From the very beginning, New York City–based actress, dancer, and singer Ivy Austin ’79 has been destined for a life on stage. As a child, Austin spent her first five years on the road with her mother and father, a percussionist in Broadway orchestras. She got her first ballet lessons from a My Fair Lady chorus girl in a hotel room, and later went on to study dance, voice, and acting at the High School of Performing Arts (and other professional schools) in Manhattan.

Today, after spending much of her career in theater, on radio, and on television, the Brooklyn-born Austin is behind the scenes, pouring her creative energy into two ventures founded by veteran Broadway producers Bruce Robert Harris and Jack W. Batman. As an associate producer with Tony Award–winning Sunnyspot Entertainment, Austin recruits and meets with potential investors for Broadway and off-Broadway shows. (The novice producer is in the midst of several deals she can’t yet discuss.)

And as director of theatrical events and Broadway weddings with Sunnyspot Celebrations, she brings her own performance experience to plan and direct Broadway-style events, from costumed dream weddings to star-studded opening-night parties for producers, cast, crew, and their guests. “I’ve spent most of my life on stage, so I have an awareness of all the elements that make a wonderful production,” she said.

“I’m a theater lifer,” added the cheerful Austin, who followed her mom’s advice decades ago to change her name from Epstein to something that came at either the beginning or end of the alphabet so she’d walk in first or last at auditions. The two of them decided on Austin, a street in the Queens neighborhood where she grew up.

Austin was the first in her theatrical family to attend college when she came to Colgate to study biology, but she didn’t feel like herself until she became involved with student theater, creating and starring in musical reviews. “That’s when I felt at home at Colgate — when I could sing, dance, and act. That’s what I do.”

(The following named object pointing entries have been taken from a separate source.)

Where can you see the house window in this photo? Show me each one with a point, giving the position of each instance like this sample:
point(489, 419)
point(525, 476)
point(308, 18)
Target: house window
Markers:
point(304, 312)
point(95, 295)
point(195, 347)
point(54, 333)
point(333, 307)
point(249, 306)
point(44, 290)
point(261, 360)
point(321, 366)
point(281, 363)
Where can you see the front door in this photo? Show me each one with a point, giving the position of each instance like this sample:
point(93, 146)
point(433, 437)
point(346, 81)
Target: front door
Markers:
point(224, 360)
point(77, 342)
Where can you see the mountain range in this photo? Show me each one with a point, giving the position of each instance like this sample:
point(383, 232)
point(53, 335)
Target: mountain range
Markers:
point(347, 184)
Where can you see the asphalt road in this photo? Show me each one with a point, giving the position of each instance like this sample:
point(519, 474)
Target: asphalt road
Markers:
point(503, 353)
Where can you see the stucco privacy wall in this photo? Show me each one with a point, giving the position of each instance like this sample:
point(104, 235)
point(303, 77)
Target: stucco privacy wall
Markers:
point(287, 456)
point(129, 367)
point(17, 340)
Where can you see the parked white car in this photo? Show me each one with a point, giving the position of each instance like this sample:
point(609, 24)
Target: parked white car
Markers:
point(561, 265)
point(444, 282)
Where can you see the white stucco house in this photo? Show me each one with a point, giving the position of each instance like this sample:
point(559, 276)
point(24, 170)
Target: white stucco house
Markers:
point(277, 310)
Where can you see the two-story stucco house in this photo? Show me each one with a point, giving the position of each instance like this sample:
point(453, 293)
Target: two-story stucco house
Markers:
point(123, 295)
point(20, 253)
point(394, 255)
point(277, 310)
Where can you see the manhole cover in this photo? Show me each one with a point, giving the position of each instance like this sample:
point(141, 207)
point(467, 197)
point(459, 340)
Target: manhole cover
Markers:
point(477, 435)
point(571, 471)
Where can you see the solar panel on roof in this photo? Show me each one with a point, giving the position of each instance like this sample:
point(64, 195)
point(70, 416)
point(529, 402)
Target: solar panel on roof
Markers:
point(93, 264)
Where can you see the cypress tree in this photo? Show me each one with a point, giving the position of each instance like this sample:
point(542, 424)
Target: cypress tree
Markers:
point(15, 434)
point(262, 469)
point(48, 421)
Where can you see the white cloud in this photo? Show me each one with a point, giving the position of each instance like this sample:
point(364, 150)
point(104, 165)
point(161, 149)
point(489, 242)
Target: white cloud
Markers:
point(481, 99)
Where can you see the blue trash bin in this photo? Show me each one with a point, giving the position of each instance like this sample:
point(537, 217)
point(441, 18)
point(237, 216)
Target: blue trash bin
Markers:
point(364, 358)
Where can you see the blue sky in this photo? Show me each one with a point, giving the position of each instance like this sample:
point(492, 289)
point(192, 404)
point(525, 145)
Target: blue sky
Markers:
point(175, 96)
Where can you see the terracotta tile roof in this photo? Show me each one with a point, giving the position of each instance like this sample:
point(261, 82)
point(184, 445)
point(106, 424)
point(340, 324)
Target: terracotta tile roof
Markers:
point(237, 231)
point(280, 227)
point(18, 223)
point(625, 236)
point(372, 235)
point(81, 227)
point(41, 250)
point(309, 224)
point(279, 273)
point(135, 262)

After graduation, Austin toured nationally in They’re Playing Our Song, then debuted on Broadway in the title role of Raggedy Ann. She went on to do off-Broadway shows, then Broadway revivals at the New York City Opera. The multi-talented performer is best known, however, for her four years as a singer-comedienne on Garrison Keillor’s radio show, A Prairie Home Companion.

“There’s nothing else like that feeling of being on the edge,” said Austin of live radio. “The words and music are going out to a national audience of three million and there are no do-overs.”

The mother of two is also known for her songs and voiceovers on Sesame Street, where she performed such hits as “A New Way to Walk” by Soo-ey Oinker and the Oinker Sisters. And her role as the “Nerd Girl” lives on among rabid fans of the movie Grease 2.

“I’m always reinventing myself,” said an exuberant Austin, who continues to audition for TV and radio voiceover work. “It’s part of my ‘just say yes’ philosophy. As an artist, it’s so important to keep pushing beyond your own comfort zone, and that’s what I love to do.”